Вера с надеждой посмотрела в глаза Маленького. Девушка сжала руку Андрону и перепросила:

– Ты говоришь о Павле?

– Да…

– И ты сможешь устроить нам свидание?! Ты сможешь сделать так, чтобы мы увидели друг друга?!

– Да!

– Андрон! Андрон! Но это же! Это же почти невозможно!

Маленький улыбнулся. Он погладил пальцы Веры и тихо молвил:

– Вера, я сделаю. Я вижу, ты должна его увидеть. Должна. Но ты тоже должна сделать, что я прошу!

– Написать письмо? – Вера обреченно кивнула головой. – Хорошо… я сделаю, что ты просишь. Сделаю…

– Ты напишешь. Сегодня. Прошу тебя. Напиши. И все. Тогда я завтра попробую что-нибудь сделать. Попробую.
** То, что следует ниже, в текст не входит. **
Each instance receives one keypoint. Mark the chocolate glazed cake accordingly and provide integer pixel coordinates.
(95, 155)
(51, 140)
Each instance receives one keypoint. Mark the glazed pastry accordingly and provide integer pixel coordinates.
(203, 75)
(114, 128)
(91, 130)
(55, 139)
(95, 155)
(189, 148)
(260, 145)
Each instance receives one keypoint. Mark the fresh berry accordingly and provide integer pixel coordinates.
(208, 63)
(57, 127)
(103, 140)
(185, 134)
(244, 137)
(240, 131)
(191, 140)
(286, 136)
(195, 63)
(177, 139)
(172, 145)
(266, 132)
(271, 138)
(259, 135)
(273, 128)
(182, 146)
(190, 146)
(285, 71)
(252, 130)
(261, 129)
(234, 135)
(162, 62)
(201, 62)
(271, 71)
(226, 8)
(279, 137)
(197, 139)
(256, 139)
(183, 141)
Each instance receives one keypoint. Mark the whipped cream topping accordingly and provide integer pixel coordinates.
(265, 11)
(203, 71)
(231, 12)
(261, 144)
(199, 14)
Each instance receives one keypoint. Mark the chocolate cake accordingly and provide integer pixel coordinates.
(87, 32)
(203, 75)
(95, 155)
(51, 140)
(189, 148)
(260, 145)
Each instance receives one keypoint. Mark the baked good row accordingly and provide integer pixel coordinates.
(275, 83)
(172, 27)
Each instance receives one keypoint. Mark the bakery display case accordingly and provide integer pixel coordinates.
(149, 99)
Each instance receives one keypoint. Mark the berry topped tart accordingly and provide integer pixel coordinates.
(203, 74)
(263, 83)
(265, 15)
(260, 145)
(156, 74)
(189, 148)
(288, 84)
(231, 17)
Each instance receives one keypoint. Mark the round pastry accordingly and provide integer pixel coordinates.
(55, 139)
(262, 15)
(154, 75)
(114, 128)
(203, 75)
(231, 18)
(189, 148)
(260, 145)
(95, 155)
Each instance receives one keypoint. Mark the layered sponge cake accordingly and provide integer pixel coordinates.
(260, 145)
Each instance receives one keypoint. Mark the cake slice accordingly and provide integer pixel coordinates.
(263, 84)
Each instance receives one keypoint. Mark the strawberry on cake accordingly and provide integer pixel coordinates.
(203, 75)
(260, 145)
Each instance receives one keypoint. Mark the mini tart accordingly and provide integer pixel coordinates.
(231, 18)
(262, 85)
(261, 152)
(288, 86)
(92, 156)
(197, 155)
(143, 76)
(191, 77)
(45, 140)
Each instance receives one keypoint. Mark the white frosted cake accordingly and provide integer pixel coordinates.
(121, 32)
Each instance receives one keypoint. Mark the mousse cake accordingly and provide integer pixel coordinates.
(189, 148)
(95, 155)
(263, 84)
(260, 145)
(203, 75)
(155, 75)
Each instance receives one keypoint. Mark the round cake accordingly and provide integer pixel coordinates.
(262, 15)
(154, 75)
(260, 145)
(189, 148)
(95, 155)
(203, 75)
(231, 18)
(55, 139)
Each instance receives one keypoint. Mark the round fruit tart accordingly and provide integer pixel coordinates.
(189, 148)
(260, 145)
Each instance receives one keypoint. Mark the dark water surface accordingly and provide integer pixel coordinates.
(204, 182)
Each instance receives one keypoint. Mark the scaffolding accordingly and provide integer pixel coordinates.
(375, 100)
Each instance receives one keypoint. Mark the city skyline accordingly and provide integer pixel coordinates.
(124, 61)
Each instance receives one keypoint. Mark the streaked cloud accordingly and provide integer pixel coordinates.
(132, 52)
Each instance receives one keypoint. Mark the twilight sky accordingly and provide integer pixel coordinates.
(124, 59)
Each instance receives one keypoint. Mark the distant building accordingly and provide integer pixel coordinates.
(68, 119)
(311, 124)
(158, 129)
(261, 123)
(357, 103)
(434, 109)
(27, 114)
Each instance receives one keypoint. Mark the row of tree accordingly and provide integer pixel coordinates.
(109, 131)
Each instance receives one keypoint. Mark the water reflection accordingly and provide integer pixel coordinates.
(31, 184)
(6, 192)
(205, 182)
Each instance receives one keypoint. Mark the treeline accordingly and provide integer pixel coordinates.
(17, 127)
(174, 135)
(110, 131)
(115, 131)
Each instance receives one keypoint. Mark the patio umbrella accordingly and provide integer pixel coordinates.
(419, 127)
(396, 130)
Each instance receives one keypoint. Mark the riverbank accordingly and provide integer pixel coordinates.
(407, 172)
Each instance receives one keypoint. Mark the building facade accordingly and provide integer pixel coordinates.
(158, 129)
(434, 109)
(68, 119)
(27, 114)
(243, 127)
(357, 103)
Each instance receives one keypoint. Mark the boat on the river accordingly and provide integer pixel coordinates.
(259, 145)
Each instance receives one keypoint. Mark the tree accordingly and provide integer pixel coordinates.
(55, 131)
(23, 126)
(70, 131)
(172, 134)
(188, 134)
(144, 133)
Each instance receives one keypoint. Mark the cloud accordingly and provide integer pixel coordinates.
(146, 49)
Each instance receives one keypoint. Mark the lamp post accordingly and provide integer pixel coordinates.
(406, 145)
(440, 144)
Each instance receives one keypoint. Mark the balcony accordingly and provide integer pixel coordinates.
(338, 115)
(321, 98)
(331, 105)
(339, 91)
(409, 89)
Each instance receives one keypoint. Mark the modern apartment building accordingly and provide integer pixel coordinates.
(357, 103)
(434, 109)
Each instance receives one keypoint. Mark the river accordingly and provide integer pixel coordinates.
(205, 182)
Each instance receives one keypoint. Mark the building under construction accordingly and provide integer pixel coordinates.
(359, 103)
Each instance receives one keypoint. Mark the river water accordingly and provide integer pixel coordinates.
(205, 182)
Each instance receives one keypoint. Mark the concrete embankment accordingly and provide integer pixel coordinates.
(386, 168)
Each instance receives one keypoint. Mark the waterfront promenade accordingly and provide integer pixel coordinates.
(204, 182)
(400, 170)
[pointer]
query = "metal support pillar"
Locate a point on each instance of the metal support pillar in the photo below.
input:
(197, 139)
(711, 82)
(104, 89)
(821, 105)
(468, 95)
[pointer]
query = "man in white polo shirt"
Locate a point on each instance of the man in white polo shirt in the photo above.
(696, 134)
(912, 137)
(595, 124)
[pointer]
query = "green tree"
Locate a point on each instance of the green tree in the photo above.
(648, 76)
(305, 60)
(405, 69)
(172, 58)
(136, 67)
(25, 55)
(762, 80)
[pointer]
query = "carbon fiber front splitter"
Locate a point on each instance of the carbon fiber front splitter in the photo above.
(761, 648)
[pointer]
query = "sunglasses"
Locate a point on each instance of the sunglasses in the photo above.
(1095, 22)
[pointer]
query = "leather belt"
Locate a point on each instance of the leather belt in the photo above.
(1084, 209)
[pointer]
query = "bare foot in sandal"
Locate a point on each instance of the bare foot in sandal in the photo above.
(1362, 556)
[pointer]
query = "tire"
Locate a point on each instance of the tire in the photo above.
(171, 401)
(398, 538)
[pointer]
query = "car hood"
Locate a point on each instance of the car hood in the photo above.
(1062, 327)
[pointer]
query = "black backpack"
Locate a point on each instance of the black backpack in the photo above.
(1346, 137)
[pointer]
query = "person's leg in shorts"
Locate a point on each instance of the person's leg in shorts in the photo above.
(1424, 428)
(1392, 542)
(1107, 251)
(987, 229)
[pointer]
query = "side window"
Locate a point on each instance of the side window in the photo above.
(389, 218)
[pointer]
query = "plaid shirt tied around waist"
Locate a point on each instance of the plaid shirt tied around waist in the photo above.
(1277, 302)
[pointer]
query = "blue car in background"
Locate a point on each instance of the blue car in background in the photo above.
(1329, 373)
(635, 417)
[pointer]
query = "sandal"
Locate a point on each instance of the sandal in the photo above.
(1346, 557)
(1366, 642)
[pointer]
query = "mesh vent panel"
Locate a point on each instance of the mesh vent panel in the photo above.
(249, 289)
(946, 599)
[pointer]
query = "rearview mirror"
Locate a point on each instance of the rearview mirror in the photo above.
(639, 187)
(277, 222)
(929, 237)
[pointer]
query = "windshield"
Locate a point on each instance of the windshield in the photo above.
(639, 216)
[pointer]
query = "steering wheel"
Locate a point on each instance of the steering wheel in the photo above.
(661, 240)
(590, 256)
– Завтра?! Я его увижу завтра?!

– Может быть, может быть…

Вера склонила голову и заплакала. Ее плечи тряслись от рыданий. Андрон сидел рядом и тяжело вздыхал. А за окном, на улице, все уныло играл гармонист. Растягивая мехи, он надрывно блажил частушки. Женский веселый визг то и дело вторил пьяной песни. Где-то далеко заливались лаем собаки.

– Жизнь обман – с чарующей тоскою, оттого и так сильна она! Что своею грубою рукою роковые пишет письмена! – пробормотала Вера.

Глава восемнадцатая

– Ты, Паша, зря вообще что-то говорил на этом допросе. Ой, зря! Не к добру это. Не к добру, – причитал Спиранский. – Как пить дать, они тебя разыграют в своей партии, как подставного валета. Как пить дать! Зря ты вообще показания на этого Полякова давал. Ой, зря! Они не любят, когда кого-то из их же топят, – Евгений Николаевич тяжело вздыхал.

Инженер лежал на кровати, забавно задрав свою загипсованную ногу вверх. Он смотрел на грязный, весь в разводах тюремный потолок и казалось, что Спиранский молится.

– Да хватит вам, Евгений Николаевич! Хватит! И так парню тошно! А вы! – пробасил Федор Попов.

Железнодорожник сидел на краю своей кровати и пялился на Павла. Клюфт, закрыв глаза, лежал на спине и думал. Вернее, пытался думать. Но разглагольствования соседей мешали сосредоточиться. Этот беспорядочный треп временами переходил в спор. Но спорили очень тихо, побаиваясь, что услышит охрана в коридоре, и тогда могут устроить «шмон». Поднимут всех на ноги и заставят стоять так часа три, а сами будут переворачивать матрасы и рыться в одеялах.

– А по мне, так быстрее бы осудили. И на зону. Там вроде как даже свежий воздух! И нормы можно увеличивать. А там досрочно, глядишь, выпустят! А там домой! – мечтательно сказал Иван Пермяков.

Худой, рыжий парень лежал, подложив под голову свои загипсованные руки. Со стороны это казалось совсем неудобной позой, но колхозник напротив, чувствовал себя так комфортно.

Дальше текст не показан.